The first new feature recognises a device manufacturer and allocates the newly-connected device to a specific virtual LAN, automatically. If you attach, for example, a particular IP camera to a Nebula-enabled switch, it can be identified and configured on the surveillance VLAN. Similarly, IP phones could be connected to the voice segment on the network.
This makes it very easy to connect a new device to a network – and perhaps even more importantly, to move them around and connect them to different Nebula switches. This is great from a security perspective, as it means it’s almost impossible for devices to end up on the wrong VLAN.
It’s also possible to do this with users. Different groups or even individual users can be identified and allocated to a VLAN. This means you don’t need to integrate with any external services, such as Active Directory, and there is no need to set-up multiple SSIDs within a wireless network; wherever a user connects to the wireless LAN, they will be assigned to the correct VLAN.
All this is set-up through the Layer 2 Isolation feature in Nebula and is done using the unique MAC address of every network-connected device. Once set-up, it and makes life a lot easier for everyone.
Better Wireless Health
In addition to these features, the Wireless Health feature in Nebula has been enhanced. Our engineers have used machine learning to make our access points even better at delivering the best possible user experience.
Our Nebula-enabled access points will constantly check the quality of signal between the antenna and each connected device. If a better signal can be found, it will switch the connection to a different band, antenna or access point. It does this seamlessly and without the user noticing any change. With the additional machine learning capabilities, it can now re-assign connections even more effectively. As it gains more data on what works well, it will switch to the best and most consistent connection sooner. The more it is used, the better it gets.
Just to be clear, this is about getting the quality and consistency of the connection right – not just the speed. Of course, it needs to be fast enough, but that is just one factor. If, for some reason, the connection keeps failing, being really fast does not help. It’s the user’s experience that we focus on, not just the speed.
Learning and adapting
Also, I’d point out that this is machine learning that we are using, not artificial intelligence. There is a difference: the former describes the ability of a machine to learn and adapt, based on data that’s collected over time. You could call it learning by experience.
Artificial intelligence is much more advanced and enables a device or machine to develop and apply knowledge, make decisions and adapt systems accordingly.

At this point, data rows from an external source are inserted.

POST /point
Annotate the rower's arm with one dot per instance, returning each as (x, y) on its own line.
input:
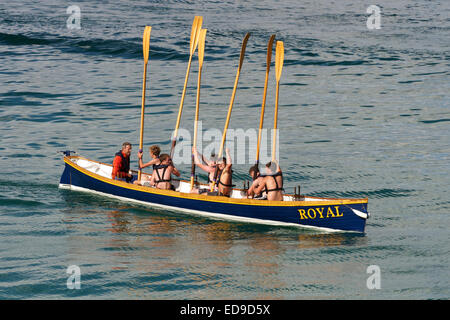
(261, 187)
(229, 164)
(175, 171)
(148, 164)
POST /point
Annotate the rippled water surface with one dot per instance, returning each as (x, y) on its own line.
(363, 113)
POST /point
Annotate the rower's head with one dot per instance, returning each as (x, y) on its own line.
(164, 158)
(271, 167)
(222, 164)
(126, 148)
(254, 172)
(154, 151)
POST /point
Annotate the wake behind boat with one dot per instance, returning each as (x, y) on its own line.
(328, 214)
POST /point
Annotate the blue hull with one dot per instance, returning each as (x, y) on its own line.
(334, 214)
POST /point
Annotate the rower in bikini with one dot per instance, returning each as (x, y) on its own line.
(223, 184)
(162, 173)
(272, 182)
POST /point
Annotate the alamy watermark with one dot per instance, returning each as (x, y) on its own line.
(74, 280)
(241, 143)
(374, 20)
(374, 280)
(74, 20)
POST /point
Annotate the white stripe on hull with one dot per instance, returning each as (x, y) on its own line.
(202, 213)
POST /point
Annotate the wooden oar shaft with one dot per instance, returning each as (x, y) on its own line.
(201, 55)
(279, 58)
(275, 122)
(183, 94)
(195, 33)
(261, 121)
(144, 85)
(233, 94)
(145, 48)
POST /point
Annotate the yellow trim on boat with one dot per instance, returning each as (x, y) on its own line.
(220, 199)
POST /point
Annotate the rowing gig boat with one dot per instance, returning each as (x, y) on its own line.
(328, 214)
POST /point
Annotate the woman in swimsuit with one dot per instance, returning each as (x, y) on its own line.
(272, 182)
(162, 173)
(223, 184)
(154, 155)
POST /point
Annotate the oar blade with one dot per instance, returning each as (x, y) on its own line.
(201, 46)
(195, 32)
(243, 47)
(279, 59)
(269, 51)
(146, 42)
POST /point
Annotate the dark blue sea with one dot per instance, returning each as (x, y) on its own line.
(362, 113)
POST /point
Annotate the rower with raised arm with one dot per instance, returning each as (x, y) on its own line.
(272, 183)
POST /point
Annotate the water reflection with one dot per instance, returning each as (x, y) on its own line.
(167, 252)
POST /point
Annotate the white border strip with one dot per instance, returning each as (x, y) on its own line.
(201, 213)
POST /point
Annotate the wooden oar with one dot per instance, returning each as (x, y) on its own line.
(261, 121)
(201, 54)
(195, 32)
(145, 47)
(224, 134)
(279, 58)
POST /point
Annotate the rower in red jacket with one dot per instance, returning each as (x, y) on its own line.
(121, 164)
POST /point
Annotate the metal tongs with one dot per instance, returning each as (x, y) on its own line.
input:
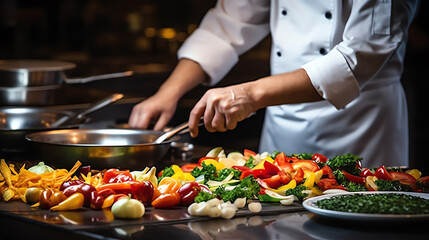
(181, 127)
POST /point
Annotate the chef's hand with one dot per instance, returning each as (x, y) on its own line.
(222, 109)
(158, 108)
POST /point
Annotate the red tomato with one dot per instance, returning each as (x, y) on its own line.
(282, 161)
(317, 157)
(189, 167)
(328, 171)
(353, 178)
(366, 172)
(273, 182)
(247, 153)
(270, 169)
(404, 178)
(306, 164)
(298, 175)
(382, 173)
(204, 158)
(284, 177)
(328, 183)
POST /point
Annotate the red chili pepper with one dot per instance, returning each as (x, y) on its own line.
(353, 178)
(69, 183)
(140, 190)
(241, 168)
(255, 172)
(366, 172)
(382, 173)
(84, 188)
(49, 198)
(96, 200)
(319, 158)
(327, 171)
(116, 176)
(188, 192)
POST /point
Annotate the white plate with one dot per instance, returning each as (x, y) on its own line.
(310, 205)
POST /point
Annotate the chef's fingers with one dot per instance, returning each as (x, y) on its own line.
(195, 116)
(162, 121)
(218, 122)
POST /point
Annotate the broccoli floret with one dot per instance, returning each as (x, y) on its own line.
(305, 156)
(250, 163)
(297, 192)
(209, 172)
(354, 187)
(203, 197)
(274, 154)
(248, 188)
(339, 176)
(386, 185)
(223, 173)
(167, 172)
(347, 162)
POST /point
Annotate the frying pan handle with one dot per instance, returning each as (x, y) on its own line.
(98, 77)
(100, 104)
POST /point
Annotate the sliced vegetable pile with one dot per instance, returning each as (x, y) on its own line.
(217, 186)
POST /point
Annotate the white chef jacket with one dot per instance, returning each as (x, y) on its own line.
(353, 52)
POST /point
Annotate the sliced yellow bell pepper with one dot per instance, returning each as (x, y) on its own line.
(309, 180)
(217, 164)
(282, 190)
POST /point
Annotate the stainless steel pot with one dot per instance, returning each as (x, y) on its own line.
(101, 148)
(38, 82)
(15, 122)
(34, 73)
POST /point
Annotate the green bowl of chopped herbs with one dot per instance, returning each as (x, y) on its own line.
(371, 205)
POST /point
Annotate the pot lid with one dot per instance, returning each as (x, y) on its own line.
(35, 65)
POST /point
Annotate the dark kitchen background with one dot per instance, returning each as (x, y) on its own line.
(104, 36)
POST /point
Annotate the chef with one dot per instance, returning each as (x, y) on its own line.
(335, 76)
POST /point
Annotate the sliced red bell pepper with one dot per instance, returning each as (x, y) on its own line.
(273, 182)
(329, 183)
(282, 161)
(189, 167)
(167, 200)
(382, 173)
(317, 157)
(327, 171)
(353, 178)
(306, 164)
(240, 168)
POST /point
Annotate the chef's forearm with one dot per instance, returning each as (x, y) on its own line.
(286, 88)
(186, 75)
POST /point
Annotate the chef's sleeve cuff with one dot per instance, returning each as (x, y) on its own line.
(332, 78)
(215, 56)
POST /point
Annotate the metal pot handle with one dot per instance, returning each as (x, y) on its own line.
(98, 77)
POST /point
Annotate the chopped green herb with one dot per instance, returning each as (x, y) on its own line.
(388, 203)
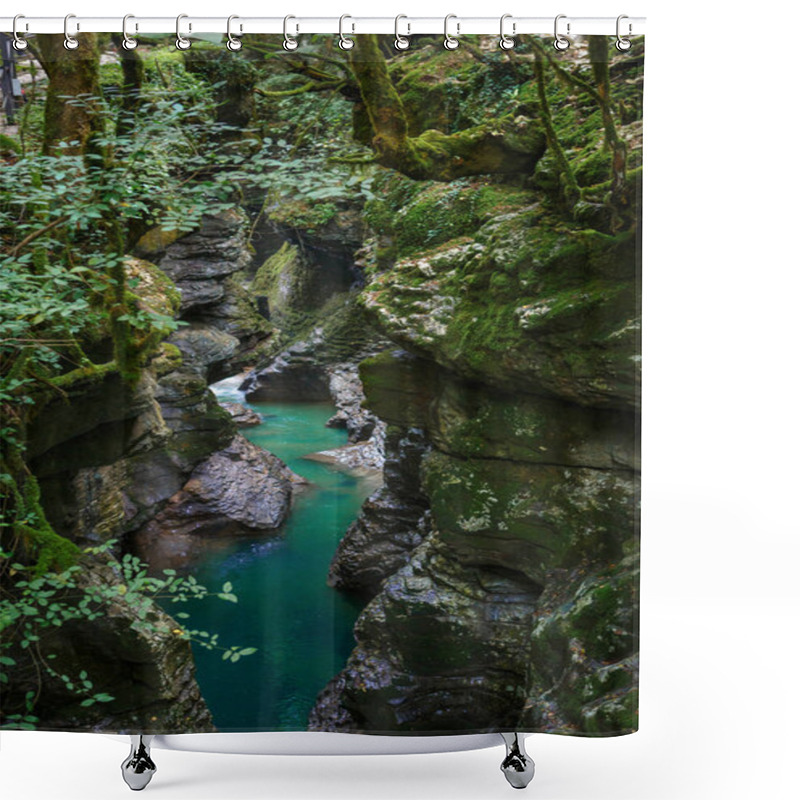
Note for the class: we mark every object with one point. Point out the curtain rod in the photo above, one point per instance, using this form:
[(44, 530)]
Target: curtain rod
[(191, 25)]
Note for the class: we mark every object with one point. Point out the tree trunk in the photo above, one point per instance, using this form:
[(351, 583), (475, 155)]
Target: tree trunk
[(598, 53), (72, 73), (508, 145)]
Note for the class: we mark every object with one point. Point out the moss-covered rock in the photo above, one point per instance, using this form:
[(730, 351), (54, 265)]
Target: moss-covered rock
[(526, 303)]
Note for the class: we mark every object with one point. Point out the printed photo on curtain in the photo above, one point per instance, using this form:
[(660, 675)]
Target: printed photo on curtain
[(319, 375)]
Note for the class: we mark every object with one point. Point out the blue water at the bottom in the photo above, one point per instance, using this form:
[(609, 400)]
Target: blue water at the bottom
[(302, 628)]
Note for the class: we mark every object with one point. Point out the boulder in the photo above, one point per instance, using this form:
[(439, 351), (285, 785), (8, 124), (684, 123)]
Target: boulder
[(391, 523), (135, 655)]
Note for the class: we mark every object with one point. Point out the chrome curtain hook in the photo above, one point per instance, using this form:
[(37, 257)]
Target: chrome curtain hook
[(450, 43), (70, 42), (289, 43), (181, 42), (560, 42), (128, 42), (400, 42), (234, 42), (19, 43), (344, 42), (506, 42), (623, 44)]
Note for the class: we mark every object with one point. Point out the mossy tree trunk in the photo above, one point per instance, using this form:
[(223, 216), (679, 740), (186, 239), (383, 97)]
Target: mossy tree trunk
[(508, 145), (74, 79)]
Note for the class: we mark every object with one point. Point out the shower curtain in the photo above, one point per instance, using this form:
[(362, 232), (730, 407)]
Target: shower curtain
[(319, 372)]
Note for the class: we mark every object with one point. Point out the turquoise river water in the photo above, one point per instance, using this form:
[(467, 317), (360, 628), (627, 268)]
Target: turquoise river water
[(302, 628)]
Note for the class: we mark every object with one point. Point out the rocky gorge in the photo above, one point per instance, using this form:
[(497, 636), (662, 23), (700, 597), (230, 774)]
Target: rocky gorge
[(459, 304)]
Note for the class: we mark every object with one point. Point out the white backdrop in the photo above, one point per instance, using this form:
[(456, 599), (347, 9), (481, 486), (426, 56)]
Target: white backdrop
[(719, 706)]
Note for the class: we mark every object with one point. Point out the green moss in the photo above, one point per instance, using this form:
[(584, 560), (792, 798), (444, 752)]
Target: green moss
[(111, 74), (278, 263), (168, 359), (307, 215)]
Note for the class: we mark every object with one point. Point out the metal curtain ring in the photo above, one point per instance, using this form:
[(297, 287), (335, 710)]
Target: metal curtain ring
[(19, 43), (506, 42), (181, 42), (70, 42), (450, 43), (234, 42), (128, 42), (400, 42), (344, 42), (289, 43), (560, 42), (623, 44)]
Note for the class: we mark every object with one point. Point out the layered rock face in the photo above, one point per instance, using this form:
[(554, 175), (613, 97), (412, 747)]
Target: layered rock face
[(146, 667), (510, 603), (226, 329)]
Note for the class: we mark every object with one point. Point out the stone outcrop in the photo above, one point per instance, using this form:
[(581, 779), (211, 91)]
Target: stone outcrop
[(114, 456), (392, 522), (244, 417), (240, 489), (503, 584), (146, 667), (364, 452)]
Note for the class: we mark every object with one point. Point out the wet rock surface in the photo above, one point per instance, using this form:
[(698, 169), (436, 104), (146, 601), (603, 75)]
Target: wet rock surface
[(244, 417), (146, 668), (208, 268), (392, 522)]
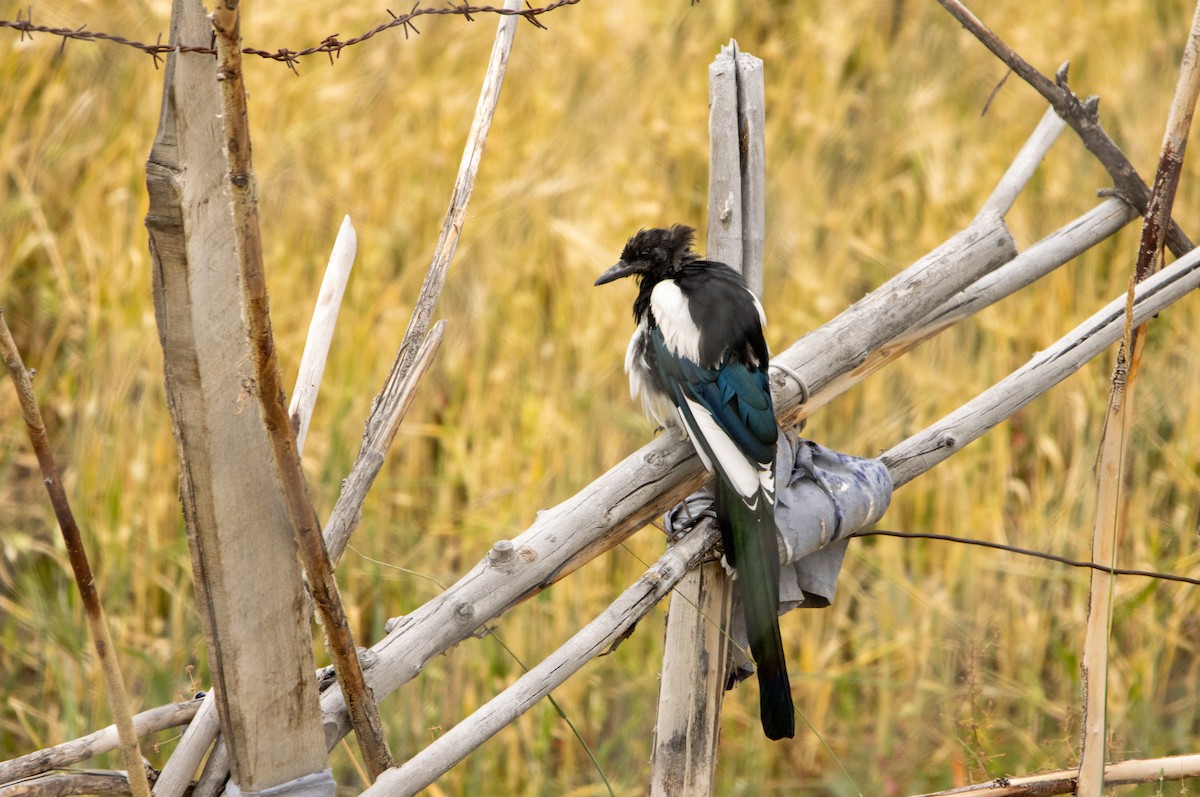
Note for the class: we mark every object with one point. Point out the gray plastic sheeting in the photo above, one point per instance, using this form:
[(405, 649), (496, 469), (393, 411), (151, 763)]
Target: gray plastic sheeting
[(821, 498)]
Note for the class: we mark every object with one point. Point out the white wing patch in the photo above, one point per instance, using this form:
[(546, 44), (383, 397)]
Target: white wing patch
[(747, 477), (679, 331)]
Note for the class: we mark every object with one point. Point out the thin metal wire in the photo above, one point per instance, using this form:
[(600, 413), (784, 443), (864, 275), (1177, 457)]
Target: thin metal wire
[(330, 46)]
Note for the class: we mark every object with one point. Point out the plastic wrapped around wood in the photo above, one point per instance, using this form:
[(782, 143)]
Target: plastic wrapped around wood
[(821, 498)]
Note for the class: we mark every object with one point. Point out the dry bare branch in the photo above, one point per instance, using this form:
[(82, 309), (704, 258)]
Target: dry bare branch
[(177, 774), (97, 624), (70, 783), (321, 330), (418, 346), (594, 639), (1044, 370), (1081, 115), (1114, 451), (653, 479), (106, 739)]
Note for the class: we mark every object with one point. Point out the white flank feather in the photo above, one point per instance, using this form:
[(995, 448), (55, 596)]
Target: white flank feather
[(655, 405), (679, 331), (744, 475)]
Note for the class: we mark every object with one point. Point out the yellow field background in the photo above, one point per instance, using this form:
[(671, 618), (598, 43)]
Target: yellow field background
[(939, 664)]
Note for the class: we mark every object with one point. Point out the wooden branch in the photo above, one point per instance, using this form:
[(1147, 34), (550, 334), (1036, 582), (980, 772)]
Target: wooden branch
[(1063, 780), (1061, 246), (391, 406), (96, 743), (177, 774), (70, 783), (655, 478), (418, 347), (321, 331), (216, 773), (268, 390), (94, 609), (1114, 451), (1043, 371), (594, 639), (1026, 267), (616, 622), (696, 651), (412, 361), (1024, 165), (1080, 115)]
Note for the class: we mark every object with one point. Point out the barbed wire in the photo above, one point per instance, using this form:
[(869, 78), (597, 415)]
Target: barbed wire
[(330, 46)]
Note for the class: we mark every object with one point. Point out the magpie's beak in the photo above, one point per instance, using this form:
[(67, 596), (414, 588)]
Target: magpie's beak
[(621, 270)]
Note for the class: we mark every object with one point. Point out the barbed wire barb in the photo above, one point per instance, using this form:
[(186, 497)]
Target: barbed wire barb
[(330, 45)]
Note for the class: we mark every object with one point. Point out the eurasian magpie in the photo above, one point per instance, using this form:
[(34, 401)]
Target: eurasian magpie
[(699, 357)]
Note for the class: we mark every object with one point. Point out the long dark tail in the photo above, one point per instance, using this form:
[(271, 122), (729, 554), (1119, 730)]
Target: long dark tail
[(750, 546)]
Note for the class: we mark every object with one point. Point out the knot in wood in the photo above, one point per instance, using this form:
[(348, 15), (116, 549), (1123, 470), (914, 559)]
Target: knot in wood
[(502, 552)]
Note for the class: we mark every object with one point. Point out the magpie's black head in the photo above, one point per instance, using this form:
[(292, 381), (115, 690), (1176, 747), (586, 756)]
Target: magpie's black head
[(653, 252)]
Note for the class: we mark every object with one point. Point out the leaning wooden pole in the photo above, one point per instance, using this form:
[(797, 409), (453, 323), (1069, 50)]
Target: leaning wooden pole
[(696, 655), (268, 390), (240, 537)]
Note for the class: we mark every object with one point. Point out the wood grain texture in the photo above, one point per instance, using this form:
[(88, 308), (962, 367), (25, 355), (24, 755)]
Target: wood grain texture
[(243, 549)]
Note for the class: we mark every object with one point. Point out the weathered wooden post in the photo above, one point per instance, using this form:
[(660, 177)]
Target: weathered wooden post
[(696, 655), (244, 553)]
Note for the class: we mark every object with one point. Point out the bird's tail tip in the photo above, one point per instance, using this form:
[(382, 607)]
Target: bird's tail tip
[(775, 706)]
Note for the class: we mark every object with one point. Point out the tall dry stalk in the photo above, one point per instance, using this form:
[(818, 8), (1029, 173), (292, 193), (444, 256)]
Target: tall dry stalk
[(1117, 420), (97, 625)]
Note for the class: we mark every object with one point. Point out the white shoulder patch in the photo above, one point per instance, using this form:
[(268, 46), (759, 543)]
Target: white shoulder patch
[(757, 305), (679, 331)]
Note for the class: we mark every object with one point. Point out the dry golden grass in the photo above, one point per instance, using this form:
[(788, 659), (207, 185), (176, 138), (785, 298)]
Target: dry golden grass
[(937, 661)]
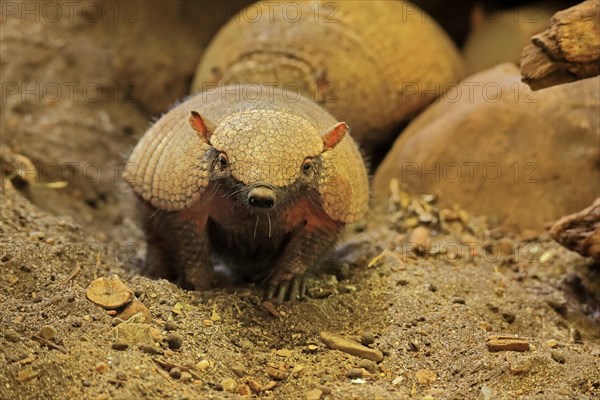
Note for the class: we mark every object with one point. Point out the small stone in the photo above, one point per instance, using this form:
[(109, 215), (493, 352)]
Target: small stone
[(171, 326), (175, 373), (354, 373), (238, 369), (229, 385), (575, 336), (101, 367), (337, 342), (558, 356), (109, 293), (367, 338), (27, 374), (120, 346), (12, 336), (529, 235), (151, 349), (425, 376), (507, 343), (419, 240), (133, 309), (203, 365), (174, 340), (509, 317), (276, 374), (311, 348), (36, 235), (48, 332), (283, 353), (520, 365), (254, 386), (314, 394), (368, 365), (242, 390), (185, 377)]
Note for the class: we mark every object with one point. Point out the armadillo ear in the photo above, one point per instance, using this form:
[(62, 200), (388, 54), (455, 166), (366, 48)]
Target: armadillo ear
[(201, 128), (332, 136), (169, 168)]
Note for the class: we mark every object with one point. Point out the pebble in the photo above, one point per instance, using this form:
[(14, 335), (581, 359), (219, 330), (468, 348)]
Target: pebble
[(337, 342), (509, 317), (354, 373), (101, 367), (276, 374), (27, 374), (558, 356), (283, 353), (368, 365), (229, 385), (174, 340), (109, 293), (12, 336), (575, 336), (151, 349), (419, 238), (367, 338), (186, 376), (425, 376), (507, 343), (171, 326), (243, 390), (520, 365), (238, 369), (134, 308), (120, 346), (175, 373), (254, 386), (314, 394), (48, 332), (36, 235), (203, 365), (311, 348)]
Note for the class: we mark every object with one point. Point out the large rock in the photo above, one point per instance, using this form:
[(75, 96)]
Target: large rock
[(496, 148), (370, 63), (499, 36), (81, 79)]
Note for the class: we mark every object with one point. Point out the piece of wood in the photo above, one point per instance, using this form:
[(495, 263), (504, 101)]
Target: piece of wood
[(580, 232), (567, 51)]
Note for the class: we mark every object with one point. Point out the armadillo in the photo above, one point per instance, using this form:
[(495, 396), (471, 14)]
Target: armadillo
[(259, 179)]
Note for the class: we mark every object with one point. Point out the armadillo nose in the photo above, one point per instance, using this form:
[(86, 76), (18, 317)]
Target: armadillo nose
[(261, 197)]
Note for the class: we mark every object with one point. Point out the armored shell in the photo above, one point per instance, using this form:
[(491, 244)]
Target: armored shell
[(266, 133), (371, 64)]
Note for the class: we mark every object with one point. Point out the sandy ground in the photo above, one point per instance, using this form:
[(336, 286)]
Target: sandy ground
[(431, 316)]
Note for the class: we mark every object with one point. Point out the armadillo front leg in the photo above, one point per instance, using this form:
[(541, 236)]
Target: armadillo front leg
[(307, 247), (178, 250), (193, 248)]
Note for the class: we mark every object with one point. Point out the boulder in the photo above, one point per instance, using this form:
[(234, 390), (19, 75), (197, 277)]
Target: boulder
[(371, 64), (494, 147)]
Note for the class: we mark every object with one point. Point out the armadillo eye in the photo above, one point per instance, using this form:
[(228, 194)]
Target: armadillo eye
[(222, 160), (307, 164)]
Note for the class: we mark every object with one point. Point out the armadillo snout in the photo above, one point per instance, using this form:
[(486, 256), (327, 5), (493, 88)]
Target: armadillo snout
[(261, 197)]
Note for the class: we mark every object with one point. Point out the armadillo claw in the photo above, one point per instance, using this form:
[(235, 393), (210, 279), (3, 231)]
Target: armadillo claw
[(294, 289)]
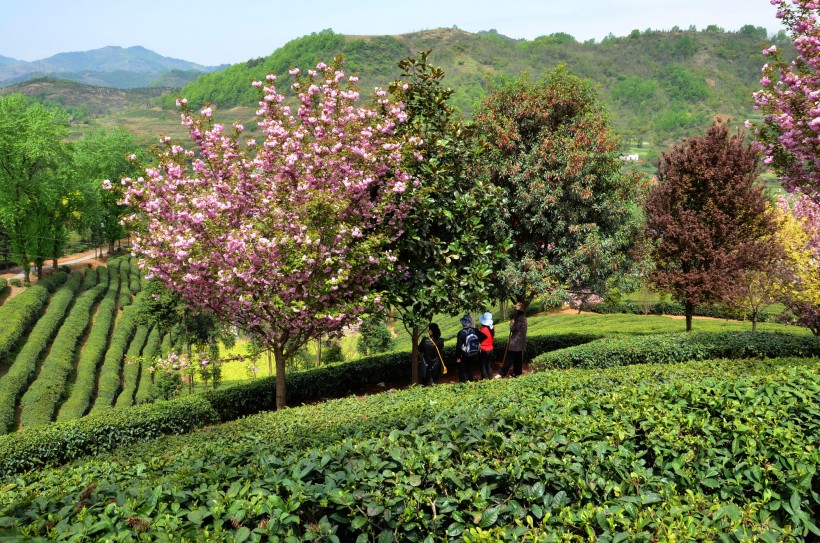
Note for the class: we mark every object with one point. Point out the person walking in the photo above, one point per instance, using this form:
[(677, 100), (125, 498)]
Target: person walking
[(487, 356), (468, 348), (431, 363), (517, 343)]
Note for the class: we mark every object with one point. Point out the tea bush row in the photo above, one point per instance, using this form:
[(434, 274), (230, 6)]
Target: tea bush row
[(40, 402), (82, 390), (152, 347), (19, 314), (24, 367), (131, 368), (722, 450), (110, 383), (679, 347), (676, 308)]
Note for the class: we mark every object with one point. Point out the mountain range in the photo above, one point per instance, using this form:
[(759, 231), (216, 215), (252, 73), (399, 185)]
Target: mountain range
[(658, 86), (116, 67)]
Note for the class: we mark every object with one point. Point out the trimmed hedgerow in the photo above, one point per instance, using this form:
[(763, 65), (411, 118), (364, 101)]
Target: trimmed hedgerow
[(40, 402), (19, 314), (708, 451), (24, 367), (678, 347), (65, 441), (110, 383), (82, 390), (90, 280), (131, 368), (151, 350)]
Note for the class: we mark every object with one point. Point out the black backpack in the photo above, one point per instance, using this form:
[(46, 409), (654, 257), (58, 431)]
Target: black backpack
[(471, 346)]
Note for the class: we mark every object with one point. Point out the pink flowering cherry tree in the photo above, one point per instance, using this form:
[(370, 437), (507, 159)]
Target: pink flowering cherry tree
[(789, 100), (284, 235)]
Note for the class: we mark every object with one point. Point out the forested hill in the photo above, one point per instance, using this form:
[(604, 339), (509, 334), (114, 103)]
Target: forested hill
[(659, 85)]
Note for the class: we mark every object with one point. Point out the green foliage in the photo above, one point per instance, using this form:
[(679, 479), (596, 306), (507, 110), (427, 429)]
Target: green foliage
[(110, 383), (41, 401), (572, 211), (82, 389), (719, 70), (704, 451), (24, 367), (65, 441), (17, 316), (677, 348), (374, 336)]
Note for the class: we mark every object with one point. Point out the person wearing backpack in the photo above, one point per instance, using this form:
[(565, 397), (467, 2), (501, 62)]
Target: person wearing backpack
[(487, 355), (431, 364), (468, 348)]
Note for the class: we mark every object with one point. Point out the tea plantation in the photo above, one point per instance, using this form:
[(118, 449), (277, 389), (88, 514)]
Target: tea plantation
[(63, 347), (710, 450), (627, 431)]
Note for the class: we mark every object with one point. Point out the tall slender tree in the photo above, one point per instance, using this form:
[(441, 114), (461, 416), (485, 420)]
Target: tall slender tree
[(32, 149), (707, 217), (453, 243)]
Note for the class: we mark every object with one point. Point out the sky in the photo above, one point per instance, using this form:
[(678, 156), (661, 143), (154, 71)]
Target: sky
[(214, 32)]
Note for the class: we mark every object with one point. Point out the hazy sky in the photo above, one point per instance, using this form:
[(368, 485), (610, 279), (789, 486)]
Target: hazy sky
[(212, 32)]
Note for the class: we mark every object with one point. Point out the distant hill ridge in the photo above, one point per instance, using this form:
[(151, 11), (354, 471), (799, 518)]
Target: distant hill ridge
[(111, 66), (659, 85)]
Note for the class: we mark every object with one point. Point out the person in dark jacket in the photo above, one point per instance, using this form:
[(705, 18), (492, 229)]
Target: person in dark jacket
[(466, 361), (487, 356), (517, 343), (431, 362)]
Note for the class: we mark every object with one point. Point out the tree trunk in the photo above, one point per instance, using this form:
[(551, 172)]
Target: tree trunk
[(281, 391), (690, 310), (414, 357)]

It might, for example, not only add devices to VLANs, but also create new virtual networks.
Put simply, AI goes further; it is much more advanced and comes closer to simulating our own thought processes and powers of deduction.
The use of machine learning within Nebula is really just the first step towards us creating truly intelligent, auto-sensing, smart access points that will not only ensure every user and device always has the best available connection at all times, but will also auto-configure and manage devices, and keep the need for manual intervention down to an absolute minimum.
At some point in the future, there probably won’t be any necessity for anyone to touch the device, other than to remove it from the box, plug it in and turn it on. By automating the mundane and routine tasks that need to be performed to make networks function really well, we are saving everyone time and effort, and minimising the potential for errors or oversights. We are making networks that are built using Zyxel technology and managed with Nebula as efficient and cost-effective as possible for our customers.